„Nie przestajesz być szpiegiem tylko dlatego, że wypadłeś już z gry…”
Nic tak nie rozpala czytelniczej wyobraźni jak tajne, zakulisowe, pełne sekretów i pilnie strzeżonych tajemnic, działania służb specjalnych. Utrwalone w niezliczonej ilości opowiadań, szpiegowskich powieści, dziesiątkach filmów i seriali o mniej lub bardziej fantastycznych fabułach i akcjach, by wspomnieć o nieśmiertelnym agencie 007 Jej Królewskiej Mości czy Jasonie Bournie, znanym nam wszystkim z twórczości (również zekranizowanej) Roberta Ludluma.
Nic więc dziwnego iż tego rodzaju literatura święci tak wielkie triumfy a jej znani twórcy jak Frederick Forsyth, Tom Clancy, Jack Hoggins czy Ken Follett ( i jego nieśmiertelna „Igła”) nadal zapełniają księgarskie i biblioteczne półki w niemal wszystkich krajach świata.
Do tego zacnego grona z całą pewnością pretendować może MIck Herron a jego niedawno wydana na polskim rynku książka zatytułowana ” Kulawe konie” nawiązuje do najlepszych wzorców gatunku.
Tytułowe „Kulawe konie” to grupa agentów MI5 ( brytyjski kontrwywiad) odsuniętych od ważnych, bieżących spraw i zesłanych do Slough Hous w zapomniany wywiadowczy niebyt za szereg potknięć, przewiń, błędów i grzeszków: narkotyki, pijaństwo, rozpustę, zawodowe niedbalstwo, błędy w sztuce czy mieszanie się w wewnętrzną politykę kraju.
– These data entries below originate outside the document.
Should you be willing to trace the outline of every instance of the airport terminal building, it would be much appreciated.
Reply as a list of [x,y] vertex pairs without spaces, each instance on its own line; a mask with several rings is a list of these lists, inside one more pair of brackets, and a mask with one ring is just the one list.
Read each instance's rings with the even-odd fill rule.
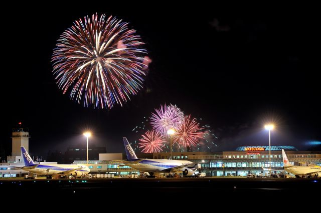
[[[28,172],[18,168],[24,165],[20,147],[23,146],[28,151],[30,136],[28,130],[23,128],[13,130],[12,154],[8,156],[7,162],[0,163],[0,178],[22,176],[28,174]],[[200,168],[197,172],[205,172],[207,176],[246,176],[250,172],[265,176],[267,171],[264,170],[263,168],[283,170],[282,149],[285,151],[290,162],[294,165],[301,164],[304,166],[309,164],[321,166],[321,151],[298,151],[291,146],[271,146],[270,155],[269,154],[269,146],[242,146],[237,148],[234,151],[215,152],[173,152],[172,155],[173,160],[188,160],[199,164]],[[84,159],[85,152],[81,153],[84,158],[77,158]],[[169,159],[170,156],[170,152],[136,154],[137,158],[143,159]],[[126,159],[126,156],[121,153],[101,153],[99,154],[98,160],[91,159],[87,166],[91,174],[97,176],[100,174],[100,176],[101,174],[104,174],[105,177],[105,174],[113,174],[114,176],[125,176],[139,174],[139,171],[136,170],[114,161],[123,159]],[[57,164],[57,162],[41,162],[38,164]],[[73,164],[86,164],[87,160],[74,160]]]
[[[246,176],[249,173],[266,176],[267,170],[263,168],[283,170],[281,149],[284,149],[290,163],[304,166],[307,164],[321,166],[321,152],[298,151],[290,146],[271,146],[269,156],[269,146],[242,146],[234,151],[216,152],[173,152],[174,160],[185,160],[200,164],[199,172],[205,172],[207,176]],[[105,156],[108,154],[105,154]],[[139,158],[169,159],[170,152],[142,154]],[[121,160],[121,155],[118,159]],[[269,162],[271,162],[270,164]],[[74,164],[86,164],[85,160],[76,160]],[[89,168],[93,174],[110,174],[114,176],[125,176],[139,171],[128,166],[113,162],[111,159],[100,156],[99,160],[91,160]]]

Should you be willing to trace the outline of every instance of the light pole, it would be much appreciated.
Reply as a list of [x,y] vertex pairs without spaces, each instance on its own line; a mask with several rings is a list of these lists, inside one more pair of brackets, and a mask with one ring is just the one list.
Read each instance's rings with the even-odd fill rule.
[[173,135],[175,134],[175,130],[173,128],[170,128],[167,131],[167,134],[170,136],[171,138],[171,155],[170,156],[170,160],[172,160],[172,140],[173,140]]
[[264,126],[265,130],[269,130],[269,164],[270,164],[270,173],[271,172],[271,130],[274,128],[273,124],[267,124]]
[[84,136],[87,137],[87,164],[88,164],[88,138],[91,136],[91,133],[87,132],[84,133]]

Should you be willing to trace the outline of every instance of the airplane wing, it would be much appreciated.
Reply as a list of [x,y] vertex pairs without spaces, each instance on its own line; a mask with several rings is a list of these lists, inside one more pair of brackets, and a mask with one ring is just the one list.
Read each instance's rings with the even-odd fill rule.
[[[60,172],[57,173],[57,174],[69,174],[70,173],[72,173],[73,172],[76,171],[77,170],[81,170],[83,168],[82,167],[82,168],[74,168],[73,170],[67,170],[66,171],[62,171]],[[50,170],[50,168],[49,168],[47,170]]]
[[[169,168],[167,168],[166,170],[163,170],[163,171],[164,172],[168,172],[169,170],[183,170],[183,169],[185,168],[195,168],[196,166],[197,166],[198,164],[198,163],[196,163],[196,162],[193,162],[192,164],[186,164],[185,165],[181,165],[181,166],[175,166],[175,167],[172,167],[170,169]],[[198,168],[198,167],[197,168]]]
[[263,170],[269,170],[269,171],[279,171],[279,172],[286,172],[285,170],[272,170],[271,169],[269,169],[269,168],[264,168],[264,167],[262,166],[262,169]]

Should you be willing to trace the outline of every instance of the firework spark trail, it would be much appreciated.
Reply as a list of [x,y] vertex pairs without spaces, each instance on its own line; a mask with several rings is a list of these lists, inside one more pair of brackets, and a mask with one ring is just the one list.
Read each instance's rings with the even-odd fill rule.
[[142,88],[146,50],[135,30],[110,16],[76,20],[58,40],[52,61],[57,84],[85,106],[112,108]]
[[177,107],[176,104],[173,105],[172,104],[168,106],[169,111],[173,112],[174,114],[176,114],[178,117],[178,122],[182,122],[184,118],[184,112],[180,108]]
[[195,118],[191,120],[191,115],[185,116],[176,129],[173,139],[179,147],[196,146],[199,139],[203,138],[203,133],[199,131],[203,128],[200,128],[200,124],[195,120]]
[[158,132],[148,130],[145,134],[142,134],[142,138],[139,139],[139,148],[142,148],[144,153],[159,152],[163,151],[166,142],[164,138]]
[[159,109],[155,109],[156,113],[151,113],[150,124],[154,130],[159,132],[163,136],[167,136],[167,131],[170,128],[176,129],[181,122],[182,112],[177,107],[160,106]]

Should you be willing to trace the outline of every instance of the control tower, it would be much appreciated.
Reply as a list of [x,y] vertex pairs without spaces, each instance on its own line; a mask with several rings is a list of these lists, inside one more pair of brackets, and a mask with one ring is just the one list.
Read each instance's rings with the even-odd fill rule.
[[25,146],[27,152],[29,152],[29,132],[26,128],[12,129],[12,156],[8,156],[8,162],[23,162],[21,146]]

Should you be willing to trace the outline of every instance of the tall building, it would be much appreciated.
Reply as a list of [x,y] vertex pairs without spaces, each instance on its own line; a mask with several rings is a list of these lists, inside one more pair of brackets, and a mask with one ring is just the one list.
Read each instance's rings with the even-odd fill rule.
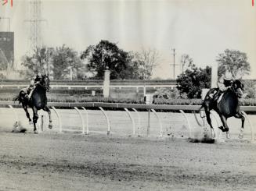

I stan ów trwałby zapewne dalej gdyby nie porwanie przez grupę brytyjskich, prawicowych, radykałów hinduskiego chłopca oraz groźba jego publicznej egzekucji.
Owo wydarzenie staje się dla nich okazją przypomnienia o sobie i swoich umiejętnościach oraz próbą odkupienia win i powrotu do dawnej prestiżowej służby.
„Nigdy nie lekceważ tych, którzy nie mają nic do stracenia”.
Autorowi udało się stworzyć bardzo inteligentną i rozpisana na wiele głosów szpiegowsko-sensacyjną powieść, tocząca się miejscami w iście leniwym (by nie powiedzieć flegmatycznym) angielskim stylu, okraszonym, naturalnie, nutą czarnego wyspiarskiego humoru.
Lektura, uderza realizmem zdarzeń, wnikliwością, wewnętrzną spójnością fabuły i akcji oraz znakomitym merytorycznym przygotowaniem autora (wyczuwa się imponującą znajomość zagadnień wywiadowczych i kontrwywiadowczych, w jej różnych odsłonach i aspektach).
Duża zasługa w tym warstwy opisowej, charakteryzującej się dużą dbałością o szczegóły, czasami wręcz drobiazgowością, która buduje określony obraz i klimat powieści i jest jednym z jej ważniejszych atutów. Naturalnie nie najważniejszym, bo najważniejsi są, oczywiście, ONI, agenci po przejściach z których udało się autorowi stworzyć plejadę (by nie powiedzieć barwną menażerię) nietuzinkowych i niejednoznacznych postaci z których każda posiada jakąś własną, nie zawsze świetlaną, historię i których nieoczekiwany splot okoliczności zmusza do współpracy i pokazania swojej wartości.
To ONI są motorem napędowym nadchodzących wydarzeń i naszymi przewodnikami po jasnych i ciemnych (częściej ciemnych) stronach tajnej służby wkomponowanej w sieć politycznych układów i zależność elit Zjednoczonego Królestwa.
Gdzieś na obrzeżach lektury, poza głównym nurtem fabuły, pojawia się również szereg ważkich kwestii dotyczących współczesności: zagrożeń jakie ze sobą niosą międzynarodowe i lokalne organizacje terrorystyczne, granic odpowiedzialności ponoszonej przez rządy i przywódców w kontekście ochrony swoich obywateli, sposobów zwalczanie tego zagrożenia, granic do których w walce tej można się posunąć oraz skuteczności przepisów i praw odnoszących się do tego zagadnienia.
Kulawe konie” M. Herrona to pozycja, która zapewni nam wiele godzin inteligentnej, błyskotliwej i świetnie podanej rozrywki na naprawdę wysokim poziomie. Z niecierpliwością czekam na kolejny tom.